The IEEE BigData 2024@suicide detection on social media competition aims to leverage advanced natural language processing and machine learning techniques to detect suicide risk on social media. The core objective of this challenge is to develop models capable of accurately classifying the level of suicide risk in social media posts. The competition provided a dataset containing 500 labeled samples and 1500 unlabeled samples, requiring participants to address issues such as data scarcity and class imbalance while exploring the effectiveness of various model architectures.
Model Type | Number of Teams | Main Models |
---|---|---|
Base Language Models | 11 | BERT, RoBERTa, DeBERTa, mental-longformer, SVM… |
Large Language Models | 5 | Phi 3.5, Claude-3.5-Sonnet, bloomz-3b, Qwen2-72B-Instruct, Qwen2-max, Llama 3-8B, Llama 3.1-8B, Gemma 2-9B, Gemma 2-27B, GPT-4, GPT-4o, GPT-4-mini, GPT-4-turbo |
Category | Model |
---|---|
Prompt engineering (in-context learning) | Qwen2-72B-Instruct, Qwen2-max, Claude-3.5-Sonnet, GPT-4, GPT-4o, GPT-4-mini, GPT-4-turbo |
Finetune | Llama 3-8B, Llama 3.1-8B, Gemma 2-9B, Gemma 2-27B, GPT-4o |
Large Language Models vs Base Language Models: Among large language models, open-source Llama is the most popular, followed by Gemma 2. Commercial models are dominated by GPT-4. Approaches based on base language models primarily use RoBERTa-based models. Based on the results submitted by several teams, large language models can achieve good performance with fewer improvements, suggesting a higher performance floor. However, due to limited improvement methods for large language models, combining large language models with base language models offers more room for innovation. Ultimately, regardless of the approach, achieving good results requires novel and well-designed improvements.

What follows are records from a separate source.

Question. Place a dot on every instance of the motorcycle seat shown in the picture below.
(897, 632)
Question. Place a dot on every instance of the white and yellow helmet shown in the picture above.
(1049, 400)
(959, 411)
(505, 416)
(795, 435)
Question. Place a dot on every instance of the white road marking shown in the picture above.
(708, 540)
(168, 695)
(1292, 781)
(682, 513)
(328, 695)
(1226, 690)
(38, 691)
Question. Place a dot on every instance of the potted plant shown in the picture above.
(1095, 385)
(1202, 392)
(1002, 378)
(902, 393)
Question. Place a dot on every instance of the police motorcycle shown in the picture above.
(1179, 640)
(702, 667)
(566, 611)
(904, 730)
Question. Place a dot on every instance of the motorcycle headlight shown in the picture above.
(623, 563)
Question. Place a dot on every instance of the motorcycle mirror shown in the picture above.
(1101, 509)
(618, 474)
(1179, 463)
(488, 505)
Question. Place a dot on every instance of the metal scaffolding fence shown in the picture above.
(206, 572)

The IEEE BigData 2024@suicide detection on social media competition attracted research teams from around the world, showcasing the potential of natural language processing and machine learning in addressing critical social issues. Participating teams tackled challenges such as data scarcity and class imbalance through innovative methods, exploring the performance of both base language models and large language models in suicide risk detection tasks. Future competitions will continue to drive development in this field, focusing on innovations in multimodal, cross-lingual, and real-time intervention aspects.